Test results show that the compounds of the present invention have neuroprotective properties, so they can be used in the preparation of medicines, which can be used to treat or prevent ischemia or hypoxia-induced cerebrovascular diseases (cerebral infarction, cranial or bone marrow trauma, heartbeat or Respiratory arrest, transient ischemic attack, prenatal and postnatal asphyxia), glaucoma, progressive neurodegenerative diseases (senile dementia such as Alzheimer's disease, vascular dementia, Parkinson's disease, Huntington's disease, olive pontocerebellar atrophy, amyotrophic lateral sclerosis, neurodegenerative diseases caused by viruses, etc.), and the prevention of cerebral ischemic accidents accompanied by cardiovascular surgery and endovascular therapy.

They are also used to treat epilepsy due to their anticonvulsant properties. The compounds of the present invention also possess analgesic properties and are therefore also useful in the treatment of any acute or chronic pain.

Finally, it is also conceivable to treat other diseases, such as neuropathy, neuropathic pain (eg pain associated with neuropathy or migraine attacks), neurotic rigidity and movement disorders.

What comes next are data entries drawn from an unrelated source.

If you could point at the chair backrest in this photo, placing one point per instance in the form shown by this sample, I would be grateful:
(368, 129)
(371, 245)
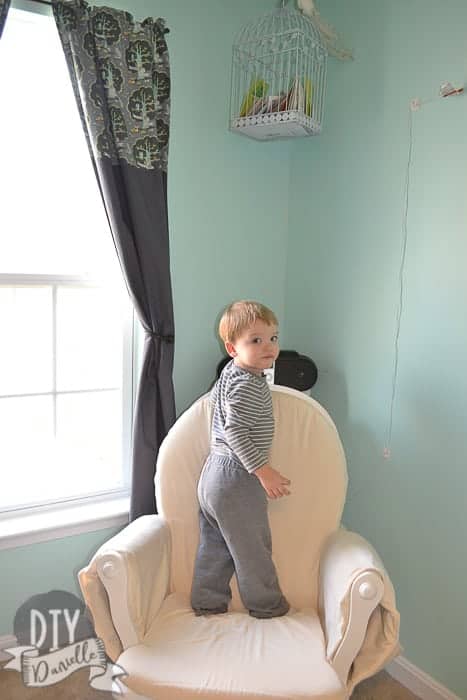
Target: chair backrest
(306, 448)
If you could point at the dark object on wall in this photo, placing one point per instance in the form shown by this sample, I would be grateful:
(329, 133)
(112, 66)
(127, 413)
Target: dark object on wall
(291, 369)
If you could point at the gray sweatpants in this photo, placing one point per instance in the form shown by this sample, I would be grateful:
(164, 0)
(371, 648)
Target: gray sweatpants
(234, 536)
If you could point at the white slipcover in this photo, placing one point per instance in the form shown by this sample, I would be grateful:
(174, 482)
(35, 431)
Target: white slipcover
(170, 654)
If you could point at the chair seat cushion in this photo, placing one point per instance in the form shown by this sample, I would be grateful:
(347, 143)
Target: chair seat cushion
(231, 656)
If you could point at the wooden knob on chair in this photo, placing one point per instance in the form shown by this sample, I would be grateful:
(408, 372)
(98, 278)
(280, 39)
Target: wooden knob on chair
(109, 570)
(367, 590)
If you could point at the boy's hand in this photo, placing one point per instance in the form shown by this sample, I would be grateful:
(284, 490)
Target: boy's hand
(272, 481)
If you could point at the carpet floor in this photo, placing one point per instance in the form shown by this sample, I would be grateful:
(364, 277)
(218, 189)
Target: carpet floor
(76, 687)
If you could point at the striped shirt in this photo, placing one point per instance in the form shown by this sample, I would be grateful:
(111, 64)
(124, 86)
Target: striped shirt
(243, 422)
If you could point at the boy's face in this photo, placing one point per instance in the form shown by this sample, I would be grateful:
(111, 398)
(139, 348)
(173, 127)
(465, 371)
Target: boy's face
(256, 348)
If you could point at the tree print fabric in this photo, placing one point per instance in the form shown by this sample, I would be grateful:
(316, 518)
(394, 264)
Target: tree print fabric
(4, 5)
(120, 74)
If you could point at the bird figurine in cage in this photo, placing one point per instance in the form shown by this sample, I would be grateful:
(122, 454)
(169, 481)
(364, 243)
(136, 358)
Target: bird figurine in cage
(279, 74)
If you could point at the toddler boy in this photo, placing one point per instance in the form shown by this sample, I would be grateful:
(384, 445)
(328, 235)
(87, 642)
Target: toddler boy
(236, 478)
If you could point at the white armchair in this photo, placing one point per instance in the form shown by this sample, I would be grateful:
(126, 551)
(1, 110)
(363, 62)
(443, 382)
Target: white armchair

The compound of the present invention, combined with suitable excipients, can be prepared in the form of any pharmaceutical composition suitable for enteral or parenteral administration, such as tablets, dragees, capsules, wafers, oral Or injection suspensions such as syrups, ampoules, etc., and give a daily dose of 1 to 1000 mg of the active substance.

Claims (6)

1. Compounds according to the general formula (IA) in the form of pure stereoisomers or mixtures of these stereoisomers,

Wherein R ₁ represents a hydrogen atom, linear or branched (C ₂ -C ₄ ) alkyl, (C ₃ -C ₆ ) cycloalkyl, (C ₃ -C ₆ ) cycloalkylmethyl or optionally on the benzene ring Substituted phenyl(C ₁ -C ₃ )alkyl, R ₂ represents a hydrogen atom, linear or branched (C ₁ -C ₄ )alkyl, (C ₃ -C ₆ )cycloalkyl, (C ₃ -C ₆ ) cycloalkylmethyl or phenyl (C ₁ -C ₃ ) alkyl optionally substituted on the benzene ring, R ₃ represents hydroxyl or (C ₁ -C ₄ ) alkoxy or the general formula NR ₄ R ₅ group, wherein R ₄ and R ₅ are independent of each other, each representing a hydrogen atom, linear or branched (C ₁ -C ₄ ) alkyl, (C ₃ -C ₆ ) cycloalkyl or (C ₃ -C ₆ ) ring Alkylmethyl, in the form of base or acid addition salts. 2. Compounds according to the general formula (IB) in the form of pure stereoisomers or mixtures of these stereoisomers, Wherein R represents a hydrogen atom or represents a group of the general formula CH ₂ COY, wherein Y represents a hydroxyl group or (C ₁ -C ₄ ) alkoxy group, or a group of the general formula CH ₂ CONR ₁ R ₂ , wherein R ₁ and R ₂ are mutually Independently, each represents a hydrogen atom or a (C ₁ -C ₄ )alkyl group, X represents an oxygen or sulfur atom or a CH ₂ group, m represents 0 or 1, and n represents 0, 1 or 2. It exists in the form of free base or acid addition salt. 3. Compounds according to the general formula (IC) in the form of pure stereoisomers or mixtures of these stereoisomers,

Wherein R ₁ represents a hydrogen atom or represents a group of the general formula CH ₂ COY, wherein Y represents a hydroxyl group or (C ₁ -C ₄ ) alkoxy group, or a group of the general formula CH ₂ CONR ₄ R ₅ , wherein R ₄ and R ₅ Independently of each other, each represents a hydrogen atom or a (C ₁ -C ₄ ) alkyl group, and R ₂ represents pyridin-2-yl, pyridin-3-yl, pyridin-4-yl, 1-methylpyrrole-2-yl , furan-2-yl, thien-2-yl or 1,3-thiazol-2-yl in the form of a free base or an acid addition salt. 4. Compounds according to the general formula (ID) in the form of pure stereoisomers or mixtures of these stereoisomers,

wherein Y represents a hydroxyl group, (C ₁ -C ₄ ) alkoxy group or a group of general formula NR ₄ R ₅ , wherein R ₄ and R ₅ are independent of each other, and each represents a hydrogen atom or a (C ₁ -C ₄ ) alkyl group , and R ₁ and R ₂ together with the nitrogen and carbon atoms to which they are attached form a pyrrolidine ring, piperidine ring or 1,2,3,4-tetrahydroisoquinoline ring, as free base or acid addition salt form exists. 5. Medicament, characterized in that it consists of compounds according to one of claims 1 to 4. 6. Pharmaceutical composition, characterized in that it contains a compound according to one of claims 1 to 4 in combination with an excipient.